Q. Tell us about the adoption of Blockchain within DCB Bank. What are some of the key challenges that you’re facing at this stage?
A: DCB Bank is experimenting ways to implement blockchain for relevant use cases.
For DCB Bank, blockchain is a tool than a catalyst – not a one-size-fits-all, but a new foundation underpinning everyday tasks. We feel that it offers industries a techno-driven facelift with its ability to increase productivity, ensure transparency, and reduce wastage, time and paperwork.
The banking industry is regulated by RBI and we shall be guided by banking regulator in this regard.
For adoption of blockchain, awareness needs to be created within and outside of the bank as well. DCB Bank is a part of the journey and from 2017, the bank has participated in various conferences and forums on blockchain in India.
In 2017, DCB Bank started a unique Innovation program “DCB Bank Innovation carnival” to collaborate with blockchain relevant fintech organisations. As part of next steps, we have done multiple Proof of Concepts since 2018 in various areas such as Cross Border Remittances, Secure Document, Invoice Discounting, Trade Finance, Digital Identity, Insurance Issuance.
DCB Bank is working on a blockchain pilot with Infosys on reconciliation of Tax Deducted at Source (TDS) exemptions based on forms 15G/H. Tax payers submit form 15 G/H to avail tax waiver at multiple financial institutions leading to potential tax pilferage due to the absence of real time reconciliation amongst financial institutions. Blockchain based system brings in efficiency and transparency due to near real-time reconciliation, gradually leading to better tax compliance.

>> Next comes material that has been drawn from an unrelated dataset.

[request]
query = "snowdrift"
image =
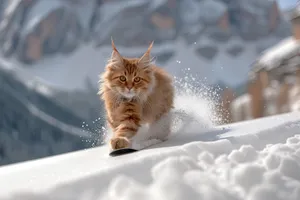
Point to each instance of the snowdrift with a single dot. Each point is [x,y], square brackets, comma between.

Some of the key challenges we face include:
* Skillset - Availability of skilled developers and resource is challenge today
* People’s Mindset/Adoption - The technology has potential, but the adoption rate needs a push
* Implementation - Establishing standard tools or administration interfaces
* Governance - Redefining the “new normal” threat matrix for shared ledgers among large banks
* Regulation - The regulation on blockchain technology, particularly in financial services, needs to emerge before we see large-scale adoption by banks
* Interoperability/Integration with existing production environment systems - One of the risks for deploying blockchain systems in a live production environment is the fact it doesn’t really work with other existing (non-blockchain) systems.
* Speed/Scalability - One of the problems currently slowing the adoption of blockchain systems is the inherent inability to handle large volumes of transactions and system activity. The technical concepts behind blockchains are fairly advanced (cryptography) and there’s limited knowledge/ expertise, thus there are lots of experiments with the technology, to explore and better understand all the strengths / weaknesses of the system.